Three-taxon analysis

P.Hovenkamp Hovenkamp at NHN.LEIDENUNIV.NL
Thu Apr 10 10:40:30 CDT 2003


Many of the points have already been answered by Pierre Deleporte, so I'll 
just add a few comments.

At 12:40 PM 4/8/03 +0200, René Zaragüeta i Bagils wrote:

>We agree. Now you talk pattern. Mechanisms come after, this was what I tried
>to say.
(no comment)


>"When I was at secondary school, we used to amuse ourselves by proving
>anything at all with series of impressive looking formula's, which on
>closer inspection always included a division by zero somewhere. All this
>elaborate reasoning strongly reminds me of that period. Once you start
>misapplying terms you can "prove" anything. Characters cannot be
>paraphyletic. The term does not apply. It is as simple as that."
>
>Cladistic analysis is analysis, that means that what you know about the
>whole is (no more that) what you know about the parts. The whole are taxa,
>the parts are characters. These are no impressive formulae. If paraphyly
>applies to taxa, it applies to characters, because taxa are composed of
>characters (or cladistic analysis is not analysis).
Sorry - we may be having some linguistic misunderstandings. I was using an 
analogy. Looking at the elaborate papers by some 3TA-proponents, I still 
think the term "impressive formula" is not really misapplied.
Apart from that, this passage is again a perfect example of a misapplied 
term, this time compounded with a logical error. Taxa are not "composed of" 
characters. Even if they were, it is not necessarily the case that anything 
that applies to a whole, also applies to its parts. My name applies to me, 
but does it apply to my toenails?

>"Never ask for certainty unless you can offer it. You can test the assertion
>by looking for counterexamples. As you can any assertion."
>I cannot give you any certainity. But your construction of multistate
>characters uses certainty, at least that they are "states" of the "same"
>character.
Why would this be "certainty"? You seem to expect certainty of all your 
opponents before you let yourself be convinced. Yet, whenever you suspect 
certainty, you come up with the truism that certainty is impossible. Please 
be consistent.

>I do not understand what do you mean by "counterexamples" in this
>case. (the case being my assertion that characters do not arise "de novo")
A simple counterexample would be a character that did arise "de novo". But 
would you be able to recognise it? Not with certainty, that's for sure...;-)

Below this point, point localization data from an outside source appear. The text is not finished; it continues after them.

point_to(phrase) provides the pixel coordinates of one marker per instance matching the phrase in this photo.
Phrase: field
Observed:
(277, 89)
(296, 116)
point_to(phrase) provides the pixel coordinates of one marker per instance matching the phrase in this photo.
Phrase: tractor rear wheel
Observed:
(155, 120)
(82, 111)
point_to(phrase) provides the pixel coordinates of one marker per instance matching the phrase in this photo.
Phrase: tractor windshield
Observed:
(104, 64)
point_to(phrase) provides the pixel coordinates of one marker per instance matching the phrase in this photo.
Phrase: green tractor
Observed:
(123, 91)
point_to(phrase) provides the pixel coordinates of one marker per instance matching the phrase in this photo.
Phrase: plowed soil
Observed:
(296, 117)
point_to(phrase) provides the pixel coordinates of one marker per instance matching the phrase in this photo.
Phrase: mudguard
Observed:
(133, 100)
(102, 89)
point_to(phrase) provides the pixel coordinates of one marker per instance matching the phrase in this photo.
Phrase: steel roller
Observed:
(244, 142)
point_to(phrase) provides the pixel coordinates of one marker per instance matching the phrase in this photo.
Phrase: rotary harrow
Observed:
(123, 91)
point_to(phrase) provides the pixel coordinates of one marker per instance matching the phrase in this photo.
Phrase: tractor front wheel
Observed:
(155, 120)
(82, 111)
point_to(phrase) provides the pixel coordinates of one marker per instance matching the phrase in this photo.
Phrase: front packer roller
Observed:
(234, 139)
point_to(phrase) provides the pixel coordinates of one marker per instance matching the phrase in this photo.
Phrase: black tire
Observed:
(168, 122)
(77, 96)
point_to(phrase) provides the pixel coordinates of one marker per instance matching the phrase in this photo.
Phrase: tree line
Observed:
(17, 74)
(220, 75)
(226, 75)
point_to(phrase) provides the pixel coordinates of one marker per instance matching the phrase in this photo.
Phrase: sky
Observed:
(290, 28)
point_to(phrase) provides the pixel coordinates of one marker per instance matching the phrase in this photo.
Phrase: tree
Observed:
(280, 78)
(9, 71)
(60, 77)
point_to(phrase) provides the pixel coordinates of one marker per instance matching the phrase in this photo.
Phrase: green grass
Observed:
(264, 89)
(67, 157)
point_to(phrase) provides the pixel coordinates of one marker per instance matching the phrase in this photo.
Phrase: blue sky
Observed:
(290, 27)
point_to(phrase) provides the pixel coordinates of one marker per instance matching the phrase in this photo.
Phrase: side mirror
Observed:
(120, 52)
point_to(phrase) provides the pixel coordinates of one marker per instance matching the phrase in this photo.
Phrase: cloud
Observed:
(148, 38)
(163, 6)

>"Can we make any observations at all? If you say
>no, then retreat from science. If you say yes, you'd better start asking
>yourself how we do it instead of simply trying to deny we can."
>OK, it seems my English is really bad! The point is that the ultimate source
>of knowledge are not observations. This is not my idea, but Karl Popper's.
Again, debatable. Popper's point of view is a little more subtle.

>You cannot learn anything from observations alone, you need a theory FIRST
>to know what to observe (observations can only be tests of theories).

Please read back your posts before sending them off. The discrepancy 
between this statement and your first one (retained in this post without 
comment) is so glaring that it should have made you think twice.